Cultura é poder, de Jandira Feghali (Ed. Oficina Raquel)
No mundo da política, ninguém conhece mais de cultura do que Jandira Feghali. Deputada federal em seu 8º mandato, Jandira acumulou ao longo das últimas três décadas uma série de experiências que agora aparecem em Cultura é Poder: Reflexões sobre o papel da cultura no processo emancipatório da sociedade brasileira. Demonstrando seu enorme prestígio no setor, o livro conta com prefácio da ministra da Cultura, Margareth Menezes. O livro está dividido em duas partes. Na primeira, a autora discute o seu referencial teórico. Ali aparecem nomes do pensamento social brasileiro como Darcy Ribeiro, Celso Furtado e Carlos Lessa, mas também outros intelectuais da América Latina como Álvaro Garcia Linera, Néstor García Canclini e Alberto Acosta, além de marxistas como Gramsci, Raymond Williams e Eric Hobsbawm. A segunda parte do livro é voltada para as políticas públicas de cultura, muitas delas formuladas pela própria Jandira. Vale lembrar que, entre um mandato e outro como deputada federal pelo PCdoB, Jandira foi Secretária Municipal de Cultura do Rio de Janeiro. Já como parlamentar, foi a responsável pela elaboração da Lei da Política Nacional Aldir Blanc.

Capa do livro Cultura é Poder – Reflexões sobre o papel da Cultura no processo emancipatório brasileiro, de Jandira Feghali. Editora: Oficina Raquel. Imagem: Reprodução
Florestan Fernandes: do protesto negro à revolução brasileira (Ed. Expressão Popular)
Organizado por Marcio Farias, Florestan Fernandes: do protesto negro à revolução brasileira é uma coletânea composta por 11 textos de Florestan Fernandes, entre artigos, prefácio e capítulos de livros. Autor fundamental da sociologia marxista brasileira, Fernandes escreveu sobre temas inescapáveis como a revolução burguesa no Brasil, a questão racial e o pensamento latino-americano.
Sementeira, de Célio Turino (Ed. Autonomia Literária)

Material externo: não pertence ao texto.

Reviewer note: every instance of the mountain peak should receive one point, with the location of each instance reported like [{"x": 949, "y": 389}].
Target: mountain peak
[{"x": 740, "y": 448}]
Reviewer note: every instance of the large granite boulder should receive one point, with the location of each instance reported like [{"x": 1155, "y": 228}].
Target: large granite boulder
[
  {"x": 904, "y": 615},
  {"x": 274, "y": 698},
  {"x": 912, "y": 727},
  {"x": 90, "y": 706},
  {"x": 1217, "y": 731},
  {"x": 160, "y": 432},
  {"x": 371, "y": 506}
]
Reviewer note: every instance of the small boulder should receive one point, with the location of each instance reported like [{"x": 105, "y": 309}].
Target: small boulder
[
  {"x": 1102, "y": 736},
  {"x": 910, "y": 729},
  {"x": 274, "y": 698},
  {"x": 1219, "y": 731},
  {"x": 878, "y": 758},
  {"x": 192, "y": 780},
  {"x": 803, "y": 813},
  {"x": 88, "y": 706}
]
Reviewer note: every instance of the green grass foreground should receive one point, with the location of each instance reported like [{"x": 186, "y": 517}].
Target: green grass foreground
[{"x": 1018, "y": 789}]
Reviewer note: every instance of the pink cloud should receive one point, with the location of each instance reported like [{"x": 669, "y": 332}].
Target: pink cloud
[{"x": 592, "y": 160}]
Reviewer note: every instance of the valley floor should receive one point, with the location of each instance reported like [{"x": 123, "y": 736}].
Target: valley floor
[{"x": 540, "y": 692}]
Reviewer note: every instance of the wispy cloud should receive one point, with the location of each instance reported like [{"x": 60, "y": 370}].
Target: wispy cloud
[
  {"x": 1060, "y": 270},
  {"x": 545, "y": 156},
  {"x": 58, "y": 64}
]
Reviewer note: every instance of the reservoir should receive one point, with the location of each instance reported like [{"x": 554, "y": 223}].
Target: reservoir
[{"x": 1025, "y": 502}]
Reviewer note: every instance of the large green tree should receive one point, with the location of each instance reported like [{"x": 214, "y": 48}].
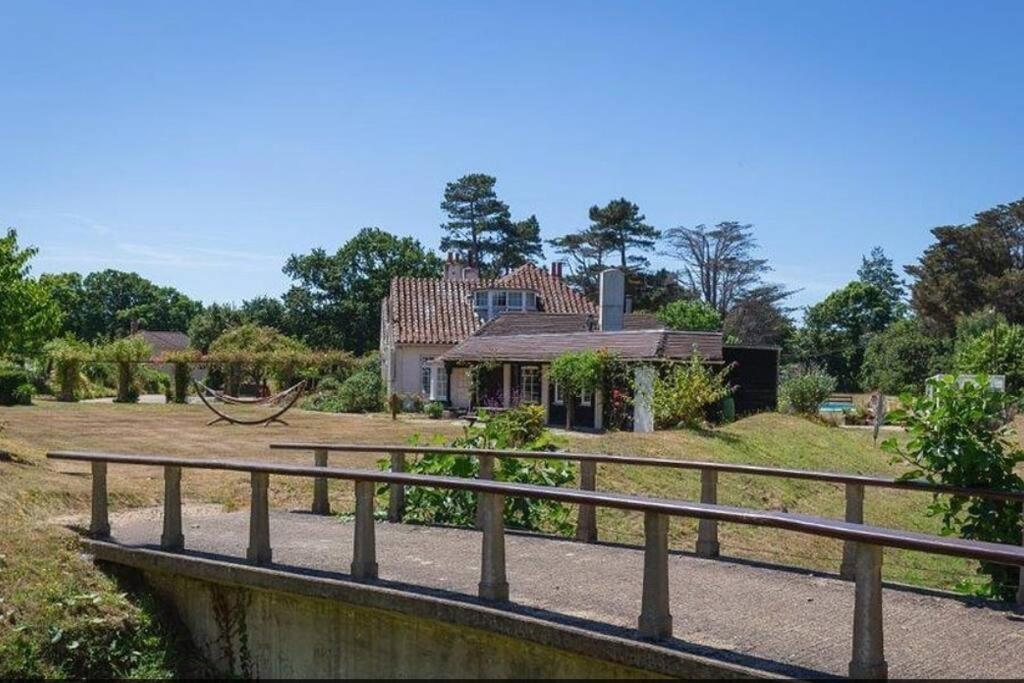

Sementeira: grãos para transformar radicalmente a sociedade via políticas culturais é o novo livro do historiador Célio Turino. Secretário da cidadania cultural no Ministério da Cultura durante os dois primeiros governos Lula (2004-2010), Turino foi o responsável por idealizar e implantar o programa Cultura Viva, uma das principais políticas culturais do país. Por meio de uma conexão entre política e cultura, o livro de Turino lança no ar uma série de sementes com ideias inovadoras para a construção de um novo mundo. Sementeira, que conta com prefácio de Dennis de Oliveira, não é exatamente um livro marxista; talvez Turino fosse melhor identificado como um pós-marxista. Mas a sua capacidade de inovar o pensamento subalterno e arejar a teoria revolucionária fazem com que faça sentido listá-lo por aqui.
Theófilo Rodrigues é professor do Programa de Pós-Graduação em Sociologia Política da UCAM e coordenador do Grupo de Pesquisa da FMG sobre a Sociedade Brasileira.
Este é um artigo de opinião. A visão do autor não necessariamente expressa a linha editorial da FMG.